Composée d'oxyde de fer, la magnétite est probablement le premier matériau magnétique découvert par l’humanité. Une énigme persistait depuis 70 ans : pourquoi donc ce conducteur d'électricité devient-il isolant à basse température ? Preuve par les X de l'ESRF...

Le magnétisme de la matière fascine l'humanité depuis des millénaires et plus encore depuis la découverte de la supraconductivité. On le trouve à toutes les échelles, des moments magnétiques des antiprotons à la Terre elle-même. Rappelons que contrairement à ce que certains prétendent, et bien qu'il soit exact que le champ magnétique de la Terre s'inverse périodiquement, il n'existe aucun signe d'une prochaine inversion magnétique des pôles pour 2012 (et même si c'était le cas, ce ne serait pas la fin de la civilisation !).

C'est précisément dans le monde de la géologie que l'humanité a fait connaissance avec le magnétisme. Selon la tradition rapportée par Aristote, c'est Thalès qui, le premier, aurait étudié ce phénomène en rapport avec la pierre de magnésie, un aimant naturel utilisé dès la Haute Antiquité (Magnésie est une cité grecque, aujourd'hui située à l'ouest de la Turquie). Les Chinois utiliseront une roche similaire pour en faire des boussoles.

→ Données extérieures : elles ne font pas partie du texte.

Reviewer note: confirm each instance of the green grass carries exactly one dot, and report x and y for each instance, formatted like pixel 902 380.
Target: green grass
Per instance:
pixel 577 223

Là encore, il s'agissait d'une magnétite, c'est-à-dire une roche majoritairement composée d'un oxyde de fer.

Tout naturellement, la magnétite a longtemps servi de laboratoire pour explorer le magnétisme de la matière. Toutefois, un de ses secrets faisait de la résistance depuis 70 ans. Pourquoi devient-elle un isolant lorsqu'elle est fortement refroidie ?

Une photo du cristal de magnétite microscopique utilisé pour l'expérience, ne mesurant que 40 micromètres de diamètre, à l'extrémité d'un porte-échantillon. © 2011 ESRF
 
Une photo du cristal de magnétite microscopique utilisé pour l'expérience, ne mesurant que 40 micromètres de diamètre, à l'extrémité d'un porte-échantillon. © 2011 ESRF

Une transition de phase sous l'œil des rayons X

Le phénomène avait été découvert en 1939 par le physicien hollandais Evert Verwey. En dessous de -150 °C environ, la conductivité électrique de la magnétite chutait tellement qu'il fallait la considérer comme un isolant.

La raison de cette transition de phase restait mal comprise et l'objet de plusieurs polémiques. L'énigme semble maintenant résolue si l'on en croit la publication dans Nature du bilan de travaux de recherches réalisés depuis plus d'une décennie.

Il a d'abord fallu obtenir un cristal de magnétite microscopique presque parfait, dont la taille est de l'ordre de la moitié du diamètre d'un cheveu. Selon les chercheurs, c'était l'obstacle principal à résoudre.

L'échantillon a ensuite été bombardé par un faisceau de rayons X disponible sur l'une des lignes de lumière de l'European Synchrotron Radiation Facility (ESRF) à Grenoble. Les données obtenues par diffraction ont permis de comprendre comment les électrons de conduction se retrouvent piégés par des groupes de 3 atomes de fer lorsque se produit la transition de Verwey. Un subtil réarrangement de la structure des atomes de fer et d'oxygène de la magnétite intervient alors. Voilà l'énigme résolue.

La connaissance nouvellement acquise aura sans nul doute un rôle dans la mise au point de nouveaux matériaux magnétiques, par exemple pour l'électronique et la réalisation de mémoires.